Ou seja, criamos rótulos que muitas vezes, por nascer de pensamentos
artificiais, não correspondem à realidade. Ciro Marconde Filho, sociólogo,
chama estereótipo de vício de raciocínio. É o que está na base gerando leis,
alimentado ideologias que resultam naquela falta de caráter, no problema
patológico generalizado como racismo. Em pesquisa de 2003 (Fundação Perseu
Abramo), 87% dos brasileiros consideram que o país é racista, mas só 4% se
assumem racistas. Apesar de nossa Constituição dizer que “todos são iguais
perante a lei, sem distinção de qualquer natureza”, os negros continuam
marginalizados, discriminados etc. No artigo 5º, inciso XLII está escrito: “a
prática do racismo constitui crime inafiançável e imprescritível”.
Nos
embates contra qualquer tipo de preconceito, nunca é demais relembrar o Dalai
Lama, líder de uma etnia perseguida há tempo pelo governo chinês: “A meta da
ética secular é nos libertar do sofrimento momentâneo, e, de longo prazo, é
desenvolver a capacidade de apoiar o outro na busca da felicidade”.
Nesta
ocasião celebrativa, de luta dos movimentos sociais negros, que tal refletir a respeito
da alteridade, do homem em ralação de interação e interdependência com o outro?

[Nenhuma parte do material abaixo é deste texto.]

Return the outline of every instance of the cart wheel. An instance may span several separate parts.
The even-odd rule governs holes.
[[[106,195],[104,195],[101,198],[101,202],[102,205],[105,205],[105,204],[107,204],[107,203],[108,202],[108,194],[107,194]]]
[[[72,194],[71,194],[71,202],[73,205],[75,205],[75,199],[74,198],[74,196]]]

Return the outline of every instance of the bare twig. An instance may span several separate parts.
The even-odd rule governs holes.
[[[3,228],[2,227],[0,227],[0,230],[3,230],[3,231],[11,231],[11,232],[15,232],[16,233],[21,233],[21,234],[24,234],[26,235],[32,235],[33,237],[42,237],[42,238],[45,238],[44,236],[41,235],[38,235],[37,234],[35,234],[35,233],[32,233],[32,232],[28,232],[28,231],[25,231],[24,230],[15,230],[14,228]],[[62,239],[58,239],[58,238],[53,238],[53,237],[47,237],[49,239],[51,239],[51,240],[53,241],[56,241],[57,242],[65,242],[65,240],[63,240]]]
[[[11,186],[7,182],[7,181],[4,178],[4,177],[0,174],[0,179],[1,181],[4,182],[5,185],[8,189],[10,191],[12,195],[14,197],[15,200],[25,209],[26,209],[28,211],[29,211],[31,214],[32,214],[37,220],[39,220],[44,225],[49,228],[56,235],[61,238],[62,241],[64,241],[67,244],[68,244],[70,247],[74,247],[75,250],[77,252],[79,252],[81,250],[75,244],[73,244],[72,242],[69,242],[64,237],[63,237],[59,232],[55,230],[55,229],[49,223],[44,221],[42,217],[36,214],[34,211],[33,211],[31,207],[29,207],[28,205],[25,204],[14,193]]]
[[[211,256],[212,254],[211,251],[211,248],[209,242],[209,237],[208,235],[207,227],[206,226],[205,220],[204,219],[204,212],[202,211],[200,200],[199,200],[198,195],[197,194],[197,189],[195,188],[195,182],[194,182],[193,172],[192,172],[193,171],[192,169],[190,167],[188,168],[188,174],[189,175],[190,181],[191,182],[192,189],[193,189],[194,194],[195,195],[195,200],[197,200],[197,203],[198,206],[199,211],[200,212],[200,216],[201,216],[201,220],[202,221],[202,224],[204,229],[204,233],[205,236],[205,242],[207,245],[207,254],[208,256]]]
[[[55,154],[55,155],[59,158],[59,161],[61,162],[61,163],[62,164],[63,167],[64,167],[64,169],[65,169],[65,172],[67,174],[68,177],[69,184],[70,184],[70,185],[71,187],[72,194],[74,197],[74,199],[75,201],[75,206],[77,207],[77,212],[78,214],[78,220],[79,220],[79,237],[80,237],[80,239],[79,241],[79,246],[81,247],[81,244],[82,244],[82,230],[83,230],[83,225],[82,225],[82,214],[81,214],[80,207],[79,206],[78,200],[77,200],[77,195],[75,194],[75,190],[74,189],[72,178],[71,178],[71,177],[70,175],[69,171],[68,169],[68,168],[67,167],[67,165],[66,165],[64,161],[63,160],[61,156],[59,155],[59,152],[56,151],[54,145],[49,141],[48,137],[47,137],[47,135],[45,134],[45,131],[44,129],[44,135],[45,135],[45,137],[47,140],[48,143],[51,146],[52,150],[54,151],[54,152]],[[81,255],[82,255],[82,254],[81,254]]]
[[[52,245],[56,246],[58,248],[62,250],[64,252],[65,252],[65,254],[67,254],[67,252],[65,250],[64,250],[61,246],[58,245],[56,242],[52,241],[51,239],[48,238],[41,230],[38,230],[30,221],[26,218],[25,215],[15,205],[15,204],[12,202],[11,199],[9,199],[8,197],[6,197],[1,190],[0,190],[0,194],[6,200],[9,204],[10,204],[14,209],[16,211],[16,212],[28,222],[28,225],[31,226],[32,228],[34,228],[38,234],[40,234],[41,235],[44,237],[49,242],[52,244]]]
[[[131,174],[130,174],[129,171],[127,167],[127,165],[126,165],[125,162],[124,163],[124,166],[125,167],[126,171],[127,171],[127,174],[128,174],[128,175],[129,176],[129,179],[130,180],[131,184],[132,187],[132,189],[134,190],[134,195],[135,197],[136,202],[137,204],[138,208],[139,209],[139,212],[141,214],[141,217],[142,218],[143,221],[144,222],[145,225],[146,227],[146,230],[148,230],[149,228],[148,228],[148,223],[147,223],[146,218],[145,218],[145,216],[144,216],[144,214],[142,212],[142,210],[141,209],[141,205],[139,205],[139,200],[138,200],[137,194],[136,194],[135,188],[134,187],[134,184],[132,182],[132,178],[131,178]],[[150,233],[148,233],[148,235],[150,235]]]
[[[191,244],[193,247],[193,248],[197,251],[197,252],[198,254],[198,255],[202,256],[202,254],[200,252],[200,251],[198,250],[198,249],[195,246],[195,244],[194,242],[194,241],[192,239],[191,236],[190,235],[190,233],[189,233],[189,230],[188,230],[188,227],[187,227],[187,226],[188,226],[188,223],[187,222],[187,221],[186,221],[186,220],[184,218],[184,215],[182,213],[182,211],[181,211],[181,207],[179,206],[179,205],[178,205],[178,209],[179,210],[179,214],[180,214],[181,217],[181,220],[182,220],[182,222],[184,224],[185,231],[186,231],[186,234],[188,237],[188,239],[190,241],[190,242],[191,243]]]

Que tal, caros colegas, entender que alteridade implica se colocar no lugar do
outro, numa relação de diálogo e de valorização das diferenças? Que tal
repensar nossas atitudes nessa problemática enquanto educadores e gestores? Já dizia o Velho Brand:" Um
simples gesto de aceitação pode ser decisivo para a felicidade de alguém".
Agradeço
ao meu angustiado amigo pelas lições. Acho que eu aprendi bem, Ricardo! Você é o nosso (eu, Egléia, Christiane, Luciane e Ayla) homenageado nesta celebração! Muita
paz, muita saúde, continue na luta e seja feliz.